According to the World Economic Forum, Finland is one of the most competitive countries in the world. It has an industrialised economy, with the main economic sectors of servicing, manufacturing and refining. International trade makes up around one third of the country’s GDP.  Finland’s main exports include electronics, paper, wood, steel, cars and refined petroleum. High-tech manufacturing and an increase in high-tech exports have contributed considerably to the country’s economy in recent years.

Iron ore mining in Finland dates back to the 16th century and up until 20 years ago that country’s mining industry was dominated by domestic players, often heavily supported by Finnish government agencies. Today, the country hosts a large presence of international companies and currently exports commercial quantities of iron, copper, nickel, lead and zinc, amongst others. Finland is also Europe’s largest producer of gold and chromium, has the largest cobalt reserves in Europe and is known to have considerable lithium deposits.  ‘Green Mining’ is currently a major programme initiative for the Finnish government which is exploring improvements in the use of technology and research to lessen the environmental impacts of mining activities.


The primary piece of mining legislation is the Mining Act 2011 (MA) and the Decree on Mining Activities 2012 (Mining Decree). Secondary legislation includes the Environmental Impact Assessment Act 1994 (as amended); the Decree on Environmental Impact Assessment Procedure 2011; the Environmental Impact Assessment Act 2017; the Environmental Impact Assessment Decree 2017; and the Land Use and Building Act 1999 (as amended). The mining industry in Finland is overseen by the Ministry of Economic Affairs and Employment (MEAE), which is responsible for the general guidance, monitoring and development of activities under the MA (s. 4, MA). The Finnish Safety and Chemicals Agency (TUKES), which sits within the Ministry, acts as the mining authority and is responsible for ensuring compliance with the MA and managing the duties provided for under the law, including making decisions concerning exploration permits and mining permits, save in relation to permits for uranium or thorium (ss. 4 & 33, MA).


The following mineral titles are provided for and are available to natural or legal persons who meet the requirements of section 31 of the MA: 

  • Exploration Permit: Granted on application where there are grounds for concluding that there are mining minerals in the area (s. 46, MA; see also ss. 34, 45 and 51, MA). Applications must meet the terms specified under section 34, MA. Permits are available for a maximum period of four years, extendable on application for further periods of up to three years to a maximum total duration of 15 years (ss. 60 – 61, MA). The permit grants the holder the right to explore the area in order to prepare for mining activity, locate a deposit and investigates its quality (s. 10, MA). Also entitles the holder to priority in applying for a mining permit (s. 32, MA).

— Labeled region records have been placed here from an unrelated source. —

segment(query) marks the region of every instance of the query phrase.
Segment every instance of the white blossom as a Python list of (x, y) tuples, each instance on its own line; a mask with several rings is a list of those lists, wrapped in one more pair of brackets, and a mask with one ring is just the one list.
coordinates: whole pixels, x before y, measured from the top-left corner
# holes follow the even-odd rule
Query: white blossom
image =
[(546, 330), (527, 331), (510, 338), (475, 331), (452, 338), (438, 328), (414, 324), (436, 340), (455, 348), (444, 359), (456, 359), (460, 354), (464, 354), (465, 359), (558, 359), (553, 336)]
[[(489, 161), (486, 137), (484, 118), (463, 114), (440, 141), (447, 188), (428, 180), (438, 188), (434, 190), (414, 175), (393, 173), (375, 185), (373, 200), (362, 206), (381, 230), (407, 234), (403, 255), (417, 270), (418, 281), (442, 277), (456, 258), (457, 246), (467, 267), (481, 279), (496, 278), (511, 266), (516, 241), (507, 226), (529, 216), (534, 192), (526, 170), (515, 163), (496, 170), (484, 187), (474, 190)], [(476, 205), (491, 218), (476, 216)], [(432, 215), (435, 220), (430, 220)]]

  • Mining Permit: As with an Exploration Permit, the application submitted must meet the requirements set out under section 34, MA. The application must also contain the additional information provided for under section 16 of the Mining Decree, including a financial plan and information on the estimated impacts on private and public interests. Applications may be rejected on the grounds set out under section 48, which focuses on the impact of mining activities on the environment and wider population. Permits are valid ‘until further notice’ but may also be granted for a fixed term, with a maximum initial duration of 10 years (ss. 62-63, MA).


Both types of permit may be assigned providing the assignee meets the requirements of the act relating to permit holders (i.e. the application requirements for the permit) and the permission of TUKES is obtained (ss. 73 – 74, MA). The right to exploit minerals under a mining permit may also be pledged (s. 174, MA).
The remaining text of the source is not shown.